Without the magicians, Hog House was simply a derelict old mansion. Its numberless rooms had vanished, and where there was once a rabbit warren of mirrored corridors, a single oak-panelled passageway now stood. Mrs Mayor’s chambers were as quiet as a museum on a sunny afternoon and nothing floated in the
air but dust motes. The children tried to use the elevator to descend to the dungeons where they had once been imprisoned, but no matter how many buttons they pressed, the elevator remained stuck fast.

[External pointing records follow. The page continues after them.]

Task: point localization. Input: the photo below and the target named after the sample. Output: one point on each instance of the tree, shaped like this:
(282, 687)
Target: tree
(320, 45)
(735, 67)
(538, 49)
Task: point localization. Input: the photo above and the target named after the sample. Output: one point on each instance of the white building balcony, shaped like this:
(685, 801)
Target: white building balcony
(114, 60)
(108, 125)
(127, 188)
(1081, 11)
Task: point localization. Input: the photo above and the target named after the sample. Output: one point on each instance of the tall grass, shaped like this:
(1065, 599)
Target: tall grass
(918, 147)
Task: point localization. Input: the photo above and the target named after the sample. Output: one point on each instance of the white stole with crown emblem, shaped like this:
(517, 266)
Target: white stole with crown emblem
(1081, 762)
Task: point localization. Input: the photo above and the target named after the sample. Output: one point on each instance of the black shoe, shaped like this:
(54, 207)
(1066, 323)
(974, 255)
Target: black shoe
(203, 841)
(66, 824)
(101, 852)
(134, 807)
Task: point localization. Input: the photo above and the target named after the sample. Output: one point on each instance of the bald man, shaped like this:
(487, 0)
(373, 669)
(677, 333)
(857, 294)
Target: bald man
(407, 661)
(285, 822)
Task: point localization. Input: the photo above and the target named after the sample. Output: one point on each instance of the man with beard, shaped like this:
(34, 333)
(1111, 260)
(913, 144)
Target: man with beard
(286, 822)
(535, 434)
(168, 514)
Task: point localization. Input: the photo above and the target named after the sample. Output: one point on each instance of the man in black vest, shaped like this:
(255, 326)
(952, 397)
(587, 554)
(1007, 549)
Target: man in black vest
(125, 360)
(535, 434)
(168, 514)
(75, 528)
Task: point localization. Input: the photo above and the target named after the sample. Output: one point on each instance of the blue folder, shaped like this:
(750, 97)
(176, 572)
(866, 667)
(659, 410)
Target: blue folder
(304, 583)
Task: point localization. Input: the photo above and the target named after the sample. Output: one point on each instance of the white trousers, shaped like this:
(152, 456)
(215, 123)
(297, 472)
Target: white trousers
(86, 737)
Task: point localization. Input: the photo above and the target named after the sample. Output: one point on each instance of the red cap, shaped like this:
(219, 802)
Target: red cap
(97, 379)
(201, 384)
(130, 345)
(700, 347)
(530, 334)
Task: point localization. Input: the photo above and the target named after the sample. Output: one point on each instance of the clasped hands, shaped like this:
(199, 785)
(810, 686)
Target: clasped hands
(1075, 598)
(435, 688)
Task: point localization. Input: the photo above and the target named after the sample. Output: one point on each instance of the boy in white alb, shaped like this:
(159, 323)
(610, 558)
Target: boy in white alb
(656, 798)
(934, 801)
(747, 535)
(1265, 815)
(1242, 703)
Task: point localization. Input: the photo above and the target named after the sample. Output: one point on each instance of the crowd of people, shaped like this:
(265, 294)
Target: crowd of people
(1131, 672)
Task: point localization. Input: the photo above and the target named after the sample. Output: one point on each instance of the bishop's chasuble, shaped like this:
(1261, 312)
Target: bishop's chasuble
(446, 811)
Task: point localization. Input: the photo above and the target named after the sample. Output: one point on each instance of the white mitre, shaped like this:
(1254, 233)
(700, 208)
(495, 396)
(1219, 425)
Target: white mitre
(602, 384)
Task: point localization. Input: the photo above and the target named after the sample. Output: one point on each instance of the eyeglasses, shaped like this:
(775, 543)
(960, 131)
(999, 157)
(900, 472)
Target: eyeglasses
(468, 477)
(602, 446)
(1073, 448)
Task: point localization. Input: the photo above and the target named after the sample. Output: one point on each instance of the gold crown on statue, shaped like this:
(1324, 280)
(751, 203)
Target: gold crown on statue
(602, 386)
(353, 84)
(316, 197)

The children did not miss the manic Mr and Mrs Mayor or their cruel ways, any more than they missed the floating Lord Aldor and his menacing presence. What they longed for was magic and adventure, for every child enjoys playing dress-ups once in while and there had always been a new and astonishing corner of Hog House to explore when boredom overtook them. But the house and its previous grandeur had become dusty and deserted. The magic had already left it by the time a victorious Milli and Ernest returned to Drabville. As for the Mayors, they were never seen or heard of again, although rumour reached Drabville of a bejewelled and velvet-clad couple who had been spotted working as janitors in a fast food outlet several towns away.
The wistfulness the children felt for their old home did not last long for there was plenty to keep their minds occupied in the new Drabville.
At the Perriclof dinner table, for example, general knowledge quizzes had replaced the silence games. Occasionally, as a special treat, a slab of velvety cheesecake or a hunk of Rocky Road rewarded the winner. And Ernest found, to his surprise, that his younger siblings had personalities of their own. They took great delight in playing practical jokes on him, such as hiding his treasured rocks in his socks or under his sheets. He was most distressed on one occasion to find that the icing on a bun he was about to eat was actually glittering with fragments of his precious amethysts.
Milli and Ernest also made every effort to remain in regular contact with their old friends Nettle and Leo. Having discovered a talent for the creative arts, Nettle was happily designing and producing her own line of jewellery,
nothing of which even remotely resembled safety pins. She had a thriving stall at the Sunday Craft Market, which had earned her the respect of all the street traders. Nettle had inherited her parents’ gift for business, although her sales were honest and hypnosis did not feature in her techniques for attracting
shoppers. Leo, meanwhile, had been reunited with his parents and happily helped with the care of his new baby sister, Spatula (pronounced Spat-chew-la), as well as completing his studies in both Horticulture and Heroics. Although Leo was in an older form at school, he was not ashamed to play marbles with Milli and Ernest, and preferred spending his lunchtimes with them reminiscing about sea perils and gondolas.